L’ufficio postale è chiuso, la rabbia del sindaco

Ortona. Castiglione protesta per la mancata riapertura del locale in via Cascella: «Inaccettabile»
ORTONA . «Non è accettabile un simile trattamento nei confronti della nostra città». Il sindaco di Ortona, Leo Castiglione, sbotta contro Poste Italiane per la mancata riapertura dell’ufficio postale di via Cascella, in pieno centro urbano, che secondo il primo cittadino sta causando notevoli disagi alla popolazione.
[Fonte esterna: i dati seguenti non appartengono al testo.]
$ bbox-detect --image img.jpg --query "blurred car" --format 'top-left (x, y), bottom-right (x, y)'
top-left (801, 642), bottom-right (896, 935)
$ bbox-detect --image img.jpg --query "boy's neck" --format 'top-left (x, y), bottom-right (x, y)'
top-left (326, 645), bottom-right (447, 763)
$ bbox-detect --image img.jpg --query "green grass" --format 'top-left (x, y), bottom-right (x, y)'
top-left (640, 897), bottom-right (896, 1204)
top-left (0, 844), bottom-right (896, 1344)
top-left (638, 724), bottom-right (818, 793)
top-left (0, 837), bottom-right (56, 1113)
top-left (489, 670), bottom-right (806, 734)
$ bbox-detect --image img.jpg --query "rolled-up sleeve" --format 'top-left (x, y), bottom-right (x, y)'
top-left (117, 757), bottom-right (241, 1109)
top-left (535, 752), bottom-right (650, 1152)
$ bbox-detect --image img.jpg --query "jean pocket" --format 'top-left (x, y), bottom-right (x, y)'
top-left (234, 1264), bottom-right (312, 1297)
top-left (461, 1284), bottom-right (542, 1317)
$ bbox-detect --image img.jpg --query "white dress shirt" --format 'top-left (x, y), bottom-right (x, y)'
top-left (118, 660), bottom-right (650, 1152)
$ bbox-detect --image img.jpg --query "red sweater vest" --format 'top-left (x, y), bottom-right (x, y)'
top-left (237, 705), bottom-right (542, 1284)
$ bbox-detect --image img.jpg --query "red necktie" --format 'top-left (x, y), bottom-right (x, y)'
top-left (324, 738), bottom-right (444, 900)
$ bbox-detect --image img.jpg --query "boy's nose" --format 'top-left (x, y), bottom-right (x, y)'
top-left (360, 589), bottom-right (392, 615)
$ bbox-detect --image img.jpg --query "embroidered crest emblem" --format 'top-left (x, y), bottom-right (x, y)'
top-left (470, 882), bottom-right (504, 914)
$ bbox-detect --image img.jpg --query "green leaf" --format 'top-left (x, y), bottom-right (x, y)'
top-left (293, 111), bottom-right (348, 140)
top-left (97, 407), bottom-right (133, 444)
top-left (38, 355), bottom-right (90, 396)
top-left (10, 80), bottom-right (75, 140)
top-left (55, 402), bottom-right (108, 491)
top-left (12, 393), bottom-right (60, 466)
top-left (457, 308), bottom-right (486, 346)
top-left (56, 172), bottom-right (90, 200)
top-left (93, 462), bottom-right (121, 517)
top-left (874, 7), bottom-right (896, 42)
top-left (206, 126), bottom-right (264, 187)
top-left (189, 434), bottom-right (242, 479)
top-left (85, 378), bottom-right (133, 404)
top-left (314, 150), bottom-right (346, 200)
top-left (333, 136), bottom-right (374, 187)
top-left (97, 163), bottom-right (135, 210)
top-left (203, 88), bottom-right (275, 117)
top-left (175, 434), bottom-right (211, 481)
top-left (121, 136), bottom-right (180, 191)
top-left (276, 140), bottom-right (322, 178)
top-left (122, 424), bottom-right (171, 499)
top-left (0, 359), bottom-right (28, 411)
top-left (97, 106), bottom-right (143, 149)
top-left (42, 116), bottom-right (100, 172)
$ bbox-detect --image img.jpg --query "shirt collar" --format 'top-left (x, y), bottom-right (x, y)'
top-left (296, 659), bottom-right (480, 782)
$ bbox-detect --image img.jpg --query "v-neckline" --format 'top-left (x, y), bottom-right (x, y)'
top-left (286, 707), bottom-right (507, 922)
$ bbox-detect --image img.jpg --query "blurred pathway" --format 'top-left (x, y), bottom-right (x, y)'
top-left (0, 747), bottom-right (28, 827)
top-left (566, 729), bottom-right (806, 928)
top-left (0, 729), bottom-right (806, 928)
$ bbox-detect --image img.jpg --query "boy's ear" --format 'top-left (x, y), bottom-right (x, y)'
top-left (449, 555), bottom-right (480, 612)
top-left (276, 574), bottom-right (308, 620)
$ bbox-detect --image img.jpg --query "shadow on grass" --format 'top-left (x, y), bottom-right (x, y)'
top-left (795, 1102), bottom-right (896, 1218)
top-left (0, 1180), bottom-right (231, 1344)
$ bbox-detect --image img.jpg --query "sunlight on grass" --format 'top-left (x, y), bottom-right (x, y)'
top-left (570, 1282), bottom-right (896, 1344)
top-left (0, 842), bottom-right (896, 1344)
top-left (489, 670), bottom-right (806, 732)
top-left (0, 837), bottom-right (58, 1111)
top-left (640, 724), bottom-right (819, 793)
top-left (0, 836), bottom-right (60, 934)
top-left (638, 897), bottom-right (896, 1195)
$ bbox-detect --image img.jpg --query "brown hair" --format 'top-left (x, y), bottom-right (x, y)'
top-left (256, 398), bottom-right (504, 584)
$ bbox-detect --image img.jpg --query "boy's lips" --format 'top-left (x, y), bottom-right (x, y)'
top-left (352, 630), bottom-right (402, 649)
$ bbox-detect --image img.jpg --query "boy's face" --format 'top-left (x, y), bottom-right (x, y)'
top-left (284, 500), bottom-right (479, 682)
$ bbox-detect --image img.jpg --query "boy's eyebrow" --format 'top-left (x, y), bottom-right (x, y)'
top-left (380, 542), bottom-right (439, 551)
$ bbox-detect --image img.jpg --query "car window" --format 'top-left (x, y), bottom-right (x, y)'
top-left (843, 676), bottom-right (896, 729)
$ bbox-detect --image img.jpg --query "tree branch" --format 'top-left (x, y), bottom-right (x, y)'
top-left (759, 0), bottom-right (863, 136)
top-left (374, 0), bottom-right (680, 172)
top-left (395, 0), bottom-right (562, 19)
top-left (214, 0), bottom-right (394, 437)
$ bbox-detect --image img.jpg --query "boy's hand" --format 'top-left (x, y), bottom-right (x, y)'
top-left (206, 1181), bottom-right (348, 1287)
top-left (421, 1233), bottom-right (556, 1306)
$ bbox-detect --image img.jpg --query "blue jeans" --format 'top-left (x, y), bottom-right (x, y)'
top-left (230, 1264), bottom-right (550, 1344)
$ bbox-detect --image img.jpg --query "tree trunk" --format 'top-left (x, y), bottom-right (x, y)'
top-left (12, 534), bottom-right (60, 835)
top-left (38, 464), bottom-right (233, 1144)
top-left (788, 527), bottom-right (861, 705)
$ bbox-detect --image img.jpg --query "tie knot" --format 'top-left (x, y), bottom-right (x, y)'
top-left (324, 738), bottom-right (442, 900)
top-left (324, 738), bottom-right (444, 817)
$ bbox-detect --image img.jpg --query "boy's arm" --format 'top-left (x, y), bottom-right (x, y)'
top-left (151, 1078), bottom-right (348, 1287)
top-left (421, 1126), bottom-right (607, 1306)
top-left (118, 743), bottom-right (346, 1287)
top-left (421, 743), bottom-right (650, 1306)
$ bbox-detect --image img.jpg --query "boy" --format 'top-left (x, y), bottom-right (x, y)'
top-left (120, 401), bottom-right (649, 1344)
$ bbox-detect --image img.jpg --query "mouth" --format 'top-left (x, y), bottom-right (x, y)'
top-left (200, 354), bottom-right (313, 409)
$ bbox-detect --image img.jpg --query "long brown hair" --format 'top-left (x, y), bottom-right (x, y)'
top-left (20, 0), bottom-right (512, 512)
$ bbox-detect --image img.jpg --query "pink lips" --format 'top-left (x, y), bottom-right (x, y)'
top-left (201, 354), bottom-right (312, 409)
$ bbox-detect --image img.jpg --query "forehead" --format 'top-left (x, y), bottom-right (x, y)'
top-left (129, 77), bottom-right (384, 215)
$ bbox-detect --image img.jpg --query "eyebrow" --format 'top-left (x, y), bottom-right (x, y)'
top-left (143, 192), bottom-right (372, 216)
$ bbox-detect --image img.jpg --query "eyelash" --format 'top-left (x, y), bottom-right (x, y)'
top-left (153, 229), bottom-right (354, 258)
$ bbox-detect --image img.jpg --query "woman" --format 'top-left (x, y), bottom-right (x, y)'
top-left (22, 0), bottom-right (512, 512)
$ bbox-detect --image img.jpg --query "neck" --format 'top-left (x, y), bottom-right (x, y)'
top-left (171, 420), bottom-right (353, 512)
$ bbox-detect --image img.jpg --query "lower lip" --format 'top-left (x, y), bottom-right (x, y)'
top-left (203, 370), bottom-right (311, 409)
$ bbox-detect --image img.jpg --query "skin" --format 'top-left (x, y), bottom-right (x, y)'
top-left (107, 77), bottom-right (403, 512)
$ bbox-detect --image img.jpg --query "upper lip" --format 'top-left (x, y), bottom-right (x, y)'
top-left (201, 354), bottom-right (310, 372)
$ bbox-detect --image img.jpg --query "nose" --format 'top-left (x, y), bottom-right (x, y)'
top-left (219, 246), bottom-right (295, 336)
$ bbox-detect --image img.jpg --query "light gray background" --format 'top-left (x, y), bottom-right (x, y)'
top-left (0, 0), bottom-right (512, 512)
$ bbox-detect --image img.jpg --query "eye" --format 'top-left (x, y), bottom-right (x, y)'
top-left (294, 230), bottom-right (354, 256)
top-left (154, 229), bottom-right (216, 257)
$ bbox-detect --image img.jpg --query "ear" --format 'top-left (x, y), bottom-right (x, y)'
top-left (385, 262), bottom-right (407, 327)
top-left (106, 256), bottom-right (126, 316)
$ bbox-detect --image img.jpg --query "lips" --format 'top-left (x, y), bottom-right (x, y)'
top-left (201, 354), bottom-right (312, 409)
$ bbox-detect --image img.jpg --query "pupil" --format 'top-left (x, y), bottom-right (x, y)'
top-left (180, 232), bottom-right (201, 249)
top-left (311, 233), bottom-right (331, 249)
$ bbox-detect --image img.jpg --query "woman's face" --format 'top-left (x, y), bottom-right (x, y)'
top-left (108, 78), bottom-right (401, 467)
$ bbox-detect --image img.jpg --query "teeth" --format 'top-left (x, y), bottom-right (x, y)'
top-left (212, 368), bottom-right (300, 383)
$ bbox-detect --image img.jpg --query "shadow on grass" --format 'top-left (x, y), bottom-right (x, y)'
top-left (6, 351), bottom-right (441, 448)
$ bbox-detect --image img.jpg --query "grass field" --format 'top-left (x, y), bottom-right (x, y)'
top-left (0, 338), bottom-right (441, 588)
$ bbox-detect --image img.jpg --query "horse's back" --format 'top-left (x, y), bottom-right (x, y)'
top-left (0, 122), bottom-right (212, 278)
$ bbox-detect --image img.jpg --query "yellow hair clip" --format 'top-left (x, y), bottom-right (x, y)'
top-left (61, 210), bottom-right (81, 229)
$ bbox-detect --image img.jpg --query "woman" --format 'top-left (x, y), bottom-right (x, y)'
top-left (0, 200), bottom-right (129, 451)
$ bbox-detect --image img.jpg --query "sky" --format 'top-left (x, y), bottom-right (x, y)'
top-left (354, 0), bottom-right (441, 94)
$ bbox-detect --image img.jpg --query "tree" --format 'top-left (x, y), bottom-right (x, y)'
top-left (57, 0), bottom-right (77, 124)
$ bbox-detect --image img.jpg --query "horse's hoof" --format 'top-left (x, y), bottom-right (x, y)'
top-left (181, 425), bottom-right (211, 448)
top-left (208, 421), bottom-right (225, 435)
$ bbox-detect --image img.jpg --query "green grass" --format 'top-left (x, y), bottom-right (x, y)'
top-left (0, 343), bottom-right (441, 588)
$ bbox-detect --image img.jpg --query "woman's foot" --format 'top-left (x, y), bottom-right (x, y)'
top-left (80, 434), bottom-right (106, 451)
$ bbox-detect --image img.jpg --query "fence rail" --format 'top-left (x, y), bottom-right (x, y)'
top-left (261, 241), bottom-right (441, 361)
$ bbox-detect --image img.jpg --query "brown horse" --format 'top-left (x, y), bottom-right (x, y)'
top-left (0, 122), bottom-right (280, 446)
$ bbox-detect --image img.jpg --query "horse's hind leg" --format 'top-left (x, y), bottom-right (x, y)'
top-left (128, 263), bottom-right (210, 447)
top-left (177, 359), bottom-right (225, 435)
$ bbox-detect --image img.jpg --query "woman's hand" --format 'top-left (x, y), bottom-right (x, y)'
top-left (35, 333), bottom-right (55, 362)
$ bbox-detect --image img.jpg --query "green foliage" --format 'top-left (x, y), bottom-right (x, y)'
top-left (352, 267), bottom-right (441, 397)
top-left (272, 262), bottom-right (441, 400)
L’amministrazione comunale lo scorso 11 giugno aveva provveduto ad inviare alla direzione di Poste Italiane una formale richiesta per la riapertura del locale dopo la chiusura dovuta all’emergenza sanitaria Covid-19. Un’istanza a cui il sindaco non ha però ricevuto risposta, tant’è che nei giorni scorsi ha provveduto nuovamente a sollecitare la ripresa dell’attività nella succursale per consentire agli utenti di effettuare tutte le operazioni e con file meno estenuanti.
Conseguentemente alla chiusura del locale, infatti, la cittadinanza del centro deve servirsi delle Poste centrali di corso Matteotti oppure in alternativa di quelle presenti nel rione di Fonte Grande. «La riapertura dell’ufficio di via Cascella», specifica il sindaco Castiglione, «è di estrema utilità per l’utenza del centro urbano che attualmente può solo utilizzare gli uffici della sede centrale, con notevoli problemi per l’utenza stessa e gravi ripercussione sulla mobilità urbana e il traffico cittadino». Il sindaco aggiunge: «Non si comprende perché la direzione di Poste Italiane si ostini a non riaprire l'ufficio di via Cascella in una zona centrale e che serve molte persone, consentendo invece lunghe file sotto il sole».
Il sindaco addirittura si appella anche ai locali rappresentanti del governo, di qualsiasi colore politico, affinché anche loro valutino eventuali iniziative da intraprendere per arrivare alla riapertura della sede di via Cascella. «Quell’ufficio è l’unico della provincia di Chieti che è rimasto chiuso», rimarca il sindaco. «Escludendo le Poste di Fonte Grande», continua, «nel centro di Ortona non si può avere un solo ufficio postale perché questo comporta notevoli problemi, come è stato dimostrato anche in questi giorni. Inoltre io rappresento la massima autorità sanitaria della città e devo tutelare anche la salute dei miei concittadini, che attualmente sono costretti ad estenuanti file sotto il sole davanti alle Poste centrali per poter usufruire del servizio». (a.s.)